The real pilot/navigator/groundcrew
The real pilot is often informal, relaxed and uninterested in pissing contests (in this context anyway!). He’ll frequently refer to the group he was in (No. 54 Sqn in the 1970s, Qantas in the 1980s etc). The use of jargon feels right and the emphasis is often on aerodynamics and the unreliability of systems rather the ‘catalogue talk’ of those educated by the PR departments of Lockheed Martin and Sukhoi etc.

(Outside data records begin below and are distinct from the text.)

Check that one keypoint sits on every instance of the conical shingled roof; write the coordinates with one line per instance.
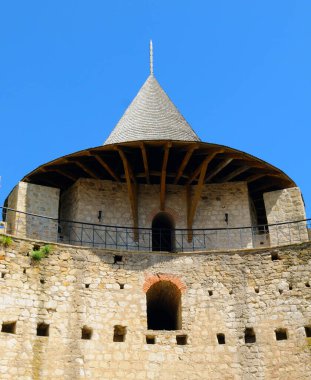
(151, 116)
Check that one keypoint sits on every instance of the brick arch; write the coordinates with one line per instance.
(174, 214)
(153, 279)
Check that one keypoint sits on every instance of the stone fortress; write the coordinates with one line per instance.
(171, 258)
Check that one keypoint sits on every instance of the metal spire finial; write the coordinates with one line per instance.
(151, 58)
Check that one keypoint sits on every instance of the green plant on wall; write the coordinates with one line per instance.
(39, 254)
(5, 241)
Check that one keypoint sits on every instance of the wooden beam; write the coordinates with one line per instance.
(198, 169)
(107, 167)
(86, 169)
(234, 173)
(185, 162)
(145, 161)
(163, 176)
(196, 198)
(65, 174)
(188, 203)
(132, 191)
(254, 177)
(218, 168)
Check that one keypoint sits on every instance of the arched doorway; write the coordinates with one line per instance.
(163, 306)
(163, 236)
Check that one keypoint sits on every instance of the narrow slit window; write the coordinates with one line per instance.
(150, 339)
(308, 331)
(249, 335)
(181, 340)
(118, 259)
(281, 334)
(221, 338)
(43, 329)
(275, 256)
(86, 333)
(9, 327)
(119, 333)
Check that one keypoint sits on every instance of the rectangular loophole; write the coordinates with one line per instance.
(86, 333)
(150, 339)
(221, 339)
(249, 335)
(308, 331)
(119, 333)
(281, 334)
(43, 329)
(275, 256)
(117, 259)
(181, 340)
(8, 327)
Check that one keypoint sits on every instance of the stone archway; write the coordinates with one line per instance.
(164, 306)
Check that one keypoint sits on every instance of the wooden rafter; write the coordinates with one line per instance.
(132, 190)
(185, 162)
(107, 168)
(65, 174)
(254, 177)
(163, 176)
(218, 168)
(197, 195)
(234, 173)
(85, 169)
(145, 161)
(198, 169)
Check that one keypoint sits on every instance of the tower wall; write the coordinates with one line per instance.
(33, 199)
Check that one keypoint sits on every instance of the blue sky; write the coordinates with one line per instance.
(239, 71)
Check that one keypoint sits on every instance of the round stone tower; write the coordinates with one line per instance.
(160, 257)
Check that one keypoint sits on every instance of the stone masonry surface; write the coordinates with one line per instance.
(222, 293)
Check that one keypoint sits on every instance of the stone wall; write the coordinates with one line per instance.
(38, 200)
(222, 293)
(285, 206)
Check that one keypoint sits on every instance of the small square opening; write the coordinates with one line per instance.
(86, 333)
(43, 329)
(308, 331)
(118, 259)
(221, 339)
(181, 340)
(249, 335)
(150, 339)
(8, 327)
(119, 333)
(281, 334)
(275, 256)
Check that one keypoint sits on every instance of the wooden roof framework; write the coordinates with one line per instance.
(163, 163)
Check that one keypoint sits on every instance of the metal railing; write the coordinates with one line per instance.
(33, 226)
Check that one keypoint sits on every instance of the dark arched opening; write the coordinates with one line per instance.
(164, 306)
(163, 236)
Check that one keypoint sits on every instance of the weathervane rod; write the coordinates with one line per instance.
(151, 58)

Rather like the BFG collecting dreams in jars, the DC hoards data. Aircraft registrations, serial numbers, crash dates. To say it’s pointless would be unfair (which hobby isn’t?), but it does seem rather abstract. Variations on this theme, include the ‘Horribly bitter data-collator’ the ‘Gentle librarian data-collator’ and the ‘Christ-he’s-so-boring-I-want-to-pull-my-eyes-out-one-by-one data-collator’.

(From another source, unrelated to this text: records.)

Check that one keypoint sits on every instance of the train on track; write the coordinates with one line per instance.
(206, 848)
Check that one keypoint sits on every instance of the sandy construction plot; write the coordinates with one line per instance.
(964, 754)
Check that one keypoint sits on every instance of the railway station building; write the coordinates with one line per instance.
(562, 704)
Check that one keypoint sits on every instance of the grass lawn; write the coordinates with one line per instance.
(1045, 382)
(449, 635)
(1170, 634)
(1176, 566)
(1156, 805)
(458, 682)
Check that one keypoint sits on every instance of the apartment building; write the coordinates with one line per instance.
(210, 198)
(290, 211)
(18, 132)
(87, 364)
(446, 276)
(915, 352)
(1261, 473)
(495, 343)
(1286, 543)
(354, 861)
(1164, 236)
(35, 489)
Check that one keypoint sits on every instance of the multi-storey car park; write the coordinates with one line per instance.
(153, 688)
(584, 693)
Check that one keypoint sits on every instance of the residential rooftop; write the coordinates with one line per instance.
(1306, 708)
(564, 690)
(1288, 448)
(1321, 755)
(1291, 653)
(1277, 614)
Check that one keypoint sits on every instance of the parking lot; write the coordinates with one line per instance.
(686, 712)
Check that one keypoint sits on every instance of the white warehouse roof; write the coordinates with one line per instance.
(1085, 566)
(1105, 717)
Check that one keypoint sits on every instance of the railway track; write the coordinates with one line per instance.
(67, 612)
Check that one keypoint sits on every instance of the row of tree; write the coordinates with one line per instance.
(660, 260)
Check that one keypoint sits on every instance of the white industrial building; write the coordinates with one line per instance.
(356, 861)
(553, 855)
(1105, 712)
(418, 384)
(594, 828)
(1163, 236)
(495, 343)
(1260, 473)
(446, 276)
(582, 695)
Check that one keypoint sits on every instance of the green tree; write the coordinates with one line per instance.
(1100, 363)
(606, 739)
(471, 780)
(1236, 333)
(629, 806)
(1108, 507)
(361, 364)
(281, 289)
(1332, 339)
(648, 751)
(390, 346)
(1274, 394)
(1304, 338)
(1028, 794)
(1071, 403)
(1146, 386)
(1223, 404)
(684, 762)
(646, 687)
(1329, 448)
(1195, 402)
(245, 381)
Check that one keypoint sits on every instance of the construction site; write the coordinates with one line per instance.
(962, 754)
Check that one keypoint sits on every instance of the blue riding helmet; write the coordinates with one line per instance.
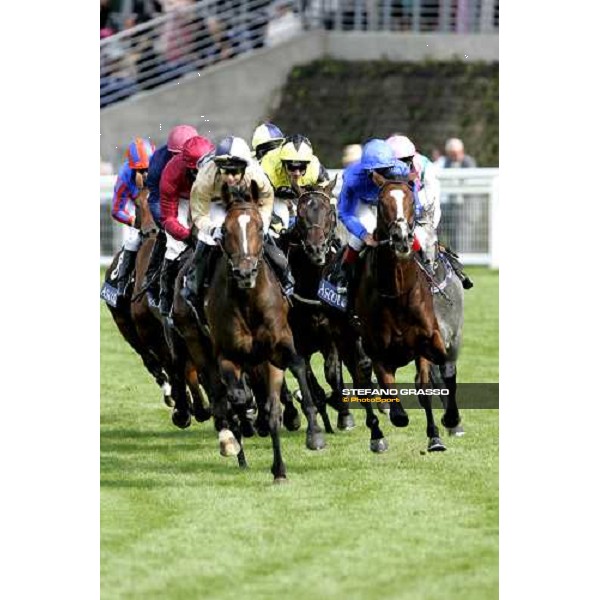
(377, 154)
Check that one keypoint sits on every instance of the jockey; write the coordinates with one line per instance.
(266, 138)
(232, 164)
(295, 162)
(357, 205)
(427, 186)
(130, 182)
(177, 138)
(175, 187)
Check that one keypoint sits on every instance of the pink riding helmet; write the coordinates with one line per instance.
(178, 136)
(401, 146)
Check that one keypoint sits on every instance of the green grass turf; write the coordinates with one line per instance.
(180, 522)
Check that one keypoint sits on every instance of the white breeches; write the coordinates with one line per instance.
(367, 215)
(216, 216)
(175, 247)
(427, 236)
(133, 239)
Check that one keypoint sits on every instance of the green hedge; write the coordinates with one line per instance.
(337, 102)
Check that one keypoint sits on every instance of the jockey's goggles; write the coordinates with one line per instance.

Mad nonsense from guys who allegedly flew ‘Foxbat’s from Irish aircraft carriers in the 1950s. Well, at least they are showing some creativity.
The bully expert
Gosh this guy knows his onions, but he also could do with growing some fucking humility. Watch him beat down feckless individuals who have the cheek not to have been born with ten copies of Jane’s nailed to their heads. Having said that, this guy will give you the odd scoop and some interesting and often well-expressed views.
The ranting nationalist
This is the worst. To this character, the particular aeroplane type he loves symbolises his nation and their superiority as well as his own sense of self-worth. If the aircraft type he loves is criticised he will descend into either an ill-informed one-sided defence of his aircraft or else racism disguised as opinions about planes (sometimes this is just bare-faced racism).
‘Can anyone help me… I’m writing a book on the sex-lives of Fairey Gannet pilots in the mid-1960s?’.